I’m Not An Artist. And you??

12 Out

Foi logo no começo do ano que tive contato com esse projeto conhecido como I’M NOT AN ARTIST – THE DAILY ODYSSEY OF THE CREATIVE PROCESS, o qual fiquei muito impressionado com a criatividade do autor. O que rola aqui é HQ no seu modo mais simples, não no sentido de ser simplória, claro. Trata-se do sentido que o artista e pesquisador John Maeda emprega: a de que simplicidade é sinal de inteligência – contraposta à ideia de que a complexidade demonstra confusão mental (para se aprofundar no conceito, o autor tem um livrinho delicioso chamado As leis da simplicidade, editado há poucos anos no Brasil). É, gente!! O Minimalismo as vezes pode funcionar mais do que páginas cheias de efeitos, virtuosismo visual, e textos verborragicamente mirabolantes.

I’m not an artist é um trabalho de design maravilhoso, que começa no traço do artista africano Serge Seidlitz, lúdico e sem frescura, mas que não para na arte.

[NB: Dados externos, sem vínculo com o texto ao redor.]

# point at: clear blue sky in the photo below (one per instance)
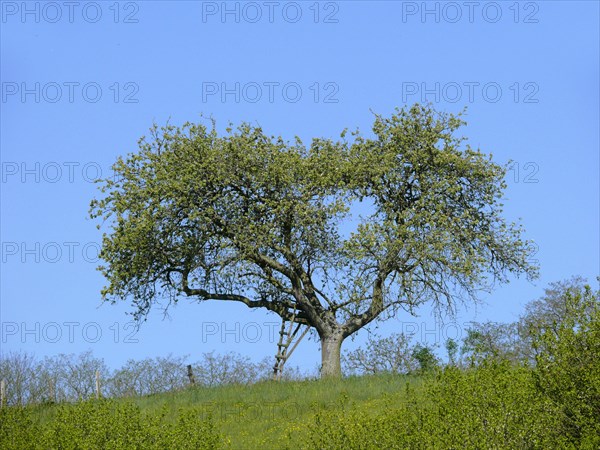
(81, 83)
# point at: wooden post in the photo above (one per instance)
(191, 375)
(52, 386)
(97, 385)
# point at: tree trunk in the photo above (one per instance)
(330, 356)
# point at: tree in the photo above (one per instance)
(547, 313)
(382, 354)
(452, 350)
(491, 340)
(425, 357)
(567, 354)
(254, 219)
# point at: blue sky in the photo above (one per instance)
(81, 84)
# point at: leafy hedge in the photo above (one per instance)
(106, 424)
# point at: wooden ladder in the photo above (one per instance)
(288, 341)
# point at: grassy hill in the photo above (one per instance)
(494, 405)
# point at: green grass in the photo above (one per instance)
(494, 405)
(271, 414)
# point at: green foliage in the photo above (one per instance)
(17, 429)
(425, 357)
(106, 424)
(492, 406)
(568, 365)
(252, 218)
(452, 350)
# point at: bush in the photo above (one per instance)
(567, 366)
(17, 430)
(106, 424)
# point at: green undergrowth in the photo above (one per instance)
(495, 405)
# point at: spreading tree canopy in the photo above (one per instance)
(255, 219)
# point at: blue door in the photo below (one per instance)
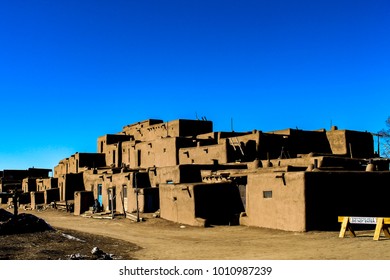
(100, 196)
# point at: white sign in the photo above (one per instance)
(362, 220)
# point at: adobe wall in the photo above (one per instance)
(62, 168)
(128, 153)
(177, 204)
(29, 185)
(200, 204)
(204, 154)
(83, 200)
(68, 184)
(110, 139)
(133, 129)
(177, 128)
(333, 194)
(298, 141)
(147, 199)
(51, 195)
(361, 143)
(36, 199)
(274, 202)
(47, 183)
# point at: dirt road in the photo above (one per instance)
(160, 239)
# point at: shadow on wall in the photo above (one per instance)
(218, 204)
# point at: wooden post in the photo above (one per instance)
(346, 226)
(378, 228)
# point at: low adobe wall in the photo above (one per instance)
(275, 200)
(200, 204)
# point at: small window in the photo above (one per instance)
(267, 194)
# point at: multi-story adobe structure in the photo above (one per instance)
(289, 179)
(21, 180)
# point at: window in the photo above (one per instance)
(267, 194)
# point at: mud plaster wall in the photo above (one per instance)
(362, 143)
(177, 203)
(68, 184)
(284, 210)
(204, 154)
(200, 204)
(333, 194)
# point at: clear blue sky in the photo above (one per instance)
(71, 71)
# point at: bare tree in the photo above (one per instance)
(385, 141)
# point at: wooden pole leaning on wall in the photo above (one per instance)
(346, 226)
(380, 225)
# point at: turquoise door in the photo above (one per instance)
(100, 196)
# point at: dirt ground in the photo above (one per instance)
(158, 239)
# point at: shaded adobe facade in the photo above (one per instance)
(286, 179)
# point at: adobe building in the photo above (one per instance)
(11, 180)
(288, 179)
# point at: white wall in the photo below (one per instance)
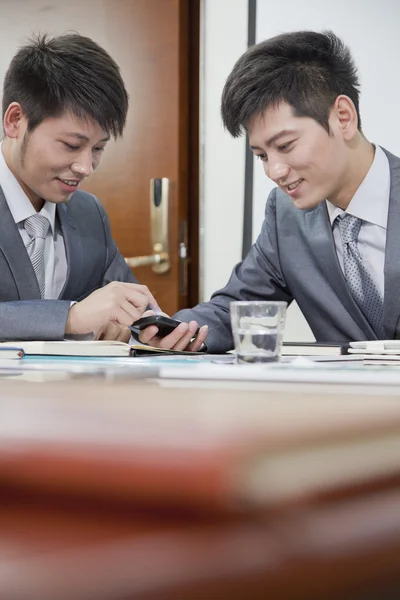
(224, 39)
(370, 29)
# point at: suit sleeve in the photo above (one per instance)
(257, 277)
(46, 319)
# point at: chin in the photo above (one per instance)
(306, 203)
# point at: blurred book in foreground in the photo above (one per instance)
(198, 448)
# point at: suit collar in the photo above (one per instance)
(73, 251)
(322, 246)
(15, 253)
(392, 254)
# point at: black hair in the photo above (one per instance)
(68, 73)
(305, 69)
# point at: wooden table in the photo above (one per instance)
(55, 547)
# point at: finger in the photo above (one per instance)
(137, 299)
(184, 342)
(170, 340)
(124, 335)
(149, 336)
(144, 291)
(199, 340)
(99, 333)
(184, 336)
(126, 314)
(150, 313)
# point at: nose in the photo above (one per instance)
(277, 171)
(83, 167)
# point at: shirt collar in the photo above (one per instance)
(18, 202)
(371, 200)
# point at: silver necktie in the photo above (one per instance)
(359, 281)
(37, 227)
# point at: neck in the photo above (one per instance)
(361, 157)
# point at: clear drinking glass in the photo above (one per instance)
(257, 328)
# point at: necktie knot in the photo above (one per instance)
(349, 227)
(37, 226)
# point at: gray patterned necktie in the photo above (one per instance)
(37, 227)
(359, 281)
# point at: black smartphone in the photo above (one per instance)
(165, 324)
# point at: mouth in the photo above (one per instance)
(69, 185)
(292, 187)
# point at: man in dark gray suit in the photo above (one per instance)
(60, 270)
(330, 239)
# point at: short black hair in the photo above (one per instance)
(306, 69)
(68, 73)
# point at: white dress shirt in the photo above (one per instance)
(54, 249)
(371, 204)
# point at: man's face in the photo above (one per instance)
(300, 156)
(52, 161)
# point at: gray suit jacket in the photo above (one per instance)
(93, 261)
(294, 258)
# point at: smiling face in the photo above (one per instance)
(51, 161)
(301, 157)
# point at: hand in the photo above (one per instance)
(114, 332)
(179, 339)
(117, 303)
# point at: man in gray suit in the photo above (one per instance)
(330, 236)
(60, 270)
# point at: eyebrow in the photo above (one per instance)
(80, 136)
(273, 139)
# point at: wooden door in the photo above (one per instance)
(155, 44)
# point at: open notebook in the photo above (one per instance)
(88, 348)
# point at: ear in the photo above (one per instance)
(345, 114)
(14, 121)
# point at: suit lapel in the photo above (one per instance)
(73, 251)
(392, 254)
(322, 246)
(15, 253)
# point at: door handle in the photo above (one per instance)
(159, 260)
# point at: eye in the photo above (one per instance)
(71, 147)
(284, 147)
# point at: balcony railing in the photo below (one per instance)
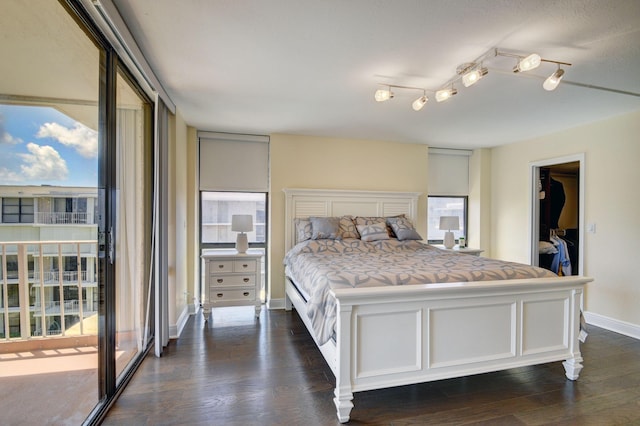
(36, 301)
(63, 218)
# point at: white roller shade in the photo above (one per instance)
(448, 171)
(231, 162)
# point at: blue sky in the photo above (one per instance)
(40, 145)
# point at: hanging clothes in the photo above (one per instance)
(561, 264)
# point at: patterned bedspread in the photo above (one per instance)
(316, 266)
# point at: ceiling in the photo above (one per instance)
(312, 67)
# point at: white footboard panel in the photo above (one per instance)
(396, 336)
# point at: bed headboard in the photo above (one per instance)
(337, 202)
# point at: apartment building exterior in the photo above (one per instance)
(48, 254)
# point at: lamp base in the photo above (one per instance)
(242, 244)
(449, 240)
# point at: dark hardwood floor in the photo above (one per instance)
(236, 371)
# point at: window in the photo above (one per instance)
(218, 208)
(445, 206)
(17, 210)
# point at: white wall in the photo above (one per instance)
(612, 202)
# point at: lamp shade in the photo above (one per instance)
(448, 223)
(242, 223)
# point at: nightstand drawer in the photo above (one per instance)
(232, 280)
(244, 265)
(216, 266)
(230, 295)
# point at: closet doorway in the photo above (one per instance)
(557, 194)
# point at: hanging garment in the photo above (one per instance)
(561, 264)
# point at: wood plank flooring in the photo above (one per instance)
(238, 371)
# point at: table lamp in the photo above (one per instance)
(449, 223)
(242, 223)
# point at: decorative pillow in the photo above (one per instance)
(325, 228)
(366, 220)
(348, 228)
(303, 229)
(373, 231)
(403, 228)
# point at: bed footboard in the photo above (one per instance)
(390, 336)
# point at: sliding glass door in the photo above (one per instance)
(133, 219)
(76, 191)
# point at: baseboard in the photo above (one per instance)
(275, 304)
(176, 330)
(622, 327)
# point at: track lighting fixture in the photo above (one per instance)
(383, 95)
(444, 94)
(528, 63)
(471, 72)
(553, 80)
(472, 77)
(420, 102)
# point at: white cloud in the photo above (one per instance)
(7, 175)
(43, 163)
(6, 137)
(81, 138)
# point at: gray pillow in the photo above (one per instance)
(303, 229)
(403, 228)
(373, 231)
(325, 228)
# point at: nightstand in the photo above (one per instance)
(465, 250)
(231, 279)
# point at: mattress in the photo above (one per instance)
(317, 266)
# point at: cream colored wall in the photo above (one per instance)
(479, 232)
(192, 218)
(612, 202)
(314, 162)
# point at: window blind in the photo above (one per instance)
(234, 162)
(448, 171)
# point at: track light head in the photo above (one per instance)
(444, 94)
(470, 78)
(383, 95)
(552, 82)
(528, 63)
(419, 103)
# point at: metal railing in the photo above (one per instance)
(63, 218)
(37, 301)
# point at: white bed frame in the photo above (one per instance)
(390, 336)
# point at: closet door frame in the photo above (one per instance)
(534, 210)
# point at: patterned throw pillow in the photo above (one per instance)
(366, 220)
(403, 228)
(325, 228)
(348, 228)
(303, 229)
(373, 231)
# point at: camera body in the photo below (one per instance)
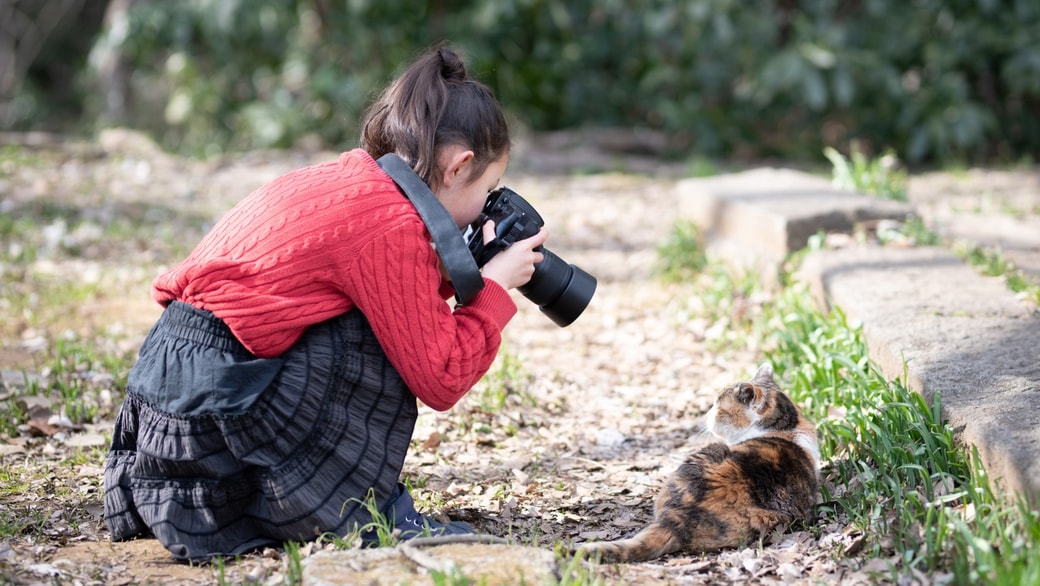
(561, 290)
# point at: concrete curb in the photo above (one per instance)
(928, 319)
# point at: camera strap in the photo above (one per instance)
(447, 237)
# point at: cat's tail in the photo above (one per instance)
(652, 542)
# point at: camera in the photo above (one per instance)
(561, 290)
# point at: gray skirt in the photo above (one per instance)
(216, 452)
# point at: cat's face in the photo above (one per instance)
(743, 410)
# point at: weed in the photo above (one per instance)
(892, 464)
(505, 380)
(682, 256)
(881, 177)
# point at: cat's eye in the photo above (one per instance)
(745, 393)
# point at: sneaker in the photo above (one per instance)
(403, 516)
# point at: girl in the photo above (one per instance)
(278, 389)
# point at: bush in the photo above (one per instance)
(945, 81)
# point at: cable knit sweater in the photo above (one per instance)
(327, 238)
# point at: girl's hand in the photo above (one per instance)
(514, 265)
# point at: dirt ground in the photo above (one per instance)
(596, 414)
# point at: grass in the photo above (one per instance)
(893, 468)
(882, 177)
(992, 262)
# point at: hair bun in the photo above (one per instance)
(451, 66)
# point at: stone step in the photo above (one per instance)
(928, 317)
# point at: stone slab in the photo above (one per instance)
(935, 323)
(755, 219)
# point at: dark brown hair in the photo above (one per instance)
(432, 104)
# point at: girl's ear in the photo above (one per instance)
(455, 159)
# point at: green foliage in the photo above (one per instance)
(880, 177)
(992, 262)
(682, 254)
(895, 467)
(940, 81)
(892, 467)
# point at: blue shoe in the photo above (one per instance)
(404, 518)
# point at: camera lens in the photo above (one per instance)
(561, 290)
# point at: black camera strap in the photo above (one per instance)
(448, 239)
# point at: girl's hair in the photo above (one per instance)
(432, 104)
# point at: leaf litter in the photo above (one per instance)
(566, 440)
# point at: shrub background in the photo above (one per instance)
(940, 81)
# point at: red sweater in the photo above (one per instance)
(327, 238)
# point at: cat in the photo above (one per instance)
(764, 476)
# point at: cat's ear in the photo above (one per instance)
(764, 376)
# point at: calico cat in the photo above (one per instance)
(765, 476)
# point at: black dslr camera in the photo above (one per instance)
(561, 290)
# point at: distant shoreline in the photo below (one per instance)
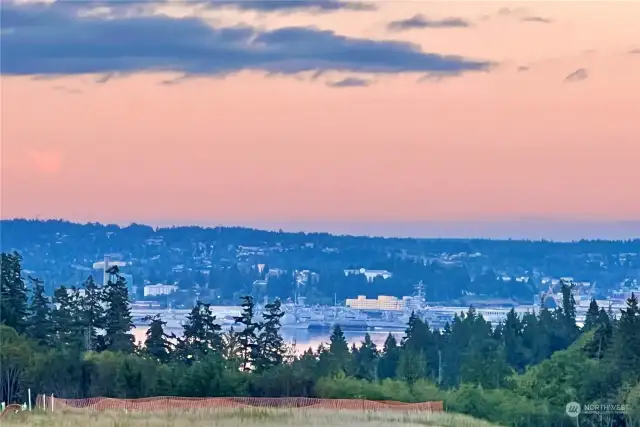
(554, 230)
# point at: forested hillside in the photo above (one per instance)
(220, 263)
(522, 372)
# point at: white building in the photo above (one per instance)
(159, 289)
(370, 274)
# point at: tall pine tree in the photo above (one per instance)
(157, 343)
(13, 293)
(40, 326)
(390, 357)
(67, 327)
(201, 335)
(92, 314)
(117, 319)
(271, 348)
(248, 336)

A trilha sonora de El Miku, por exemplo, é onipresente, mas contida. Não tem nenhuma palavra. Limita-se apenas a dar um clima ao que está desenhado, usando vez ou outra uma sutil onomatopeia sonora.Outra demonstração de simplicidade é a navegação. Nada de mouse, de percorrer páginas simuladas, de fazer quadros se mexer. Basta apertar a tecla de espaço para ler a história toda.

Não há um único talento que se sobreponha aos demais. Como nas HQs convencionais, a força está na articulação de roteiro, arte e narrativa. Para a história engrenar bem, todo o conjunto deve estar articulado. Há resquícios de animação, porém ela não está dentro dos quadros. Apenas a navegação é animada – de certa forma, como o próprio olhar do leitor, que usualmente percorre um trajeto no papel.

O resultado é que um tema complexo e abstrato como o branco criativo ganhou uma interpretação viva, intensa e divertida.

Para completar, a HQ consegue, ao final, passar uma mensagem publicitária a respeito de uma escola de design de Barcelona de uma forma instigante – e dá vontade de saber que escola é essa que opta por falar assim com o seu público.

Além disso, não se limita a um formato só. Além da versão digital, a HQ foi reproduzida em pôsteres (mostrados nesta página), anúncios e até numa revista.

Esse trabalho cria uma luz no fim do túnel para aqueles que estão cansados do convencional e do que está em voga na nona arte, hoje em dia. Talvez seja pretensão minha dizer que esse seja o novo meio de se fazer quadrinhos no futuro. Pra mim, esse projeto está a frente de seu tempo e deve ser refinado e aprimorado. Espero que vocês, tanto quanto eu apreciem “I’m Not An Artist”!! Inté!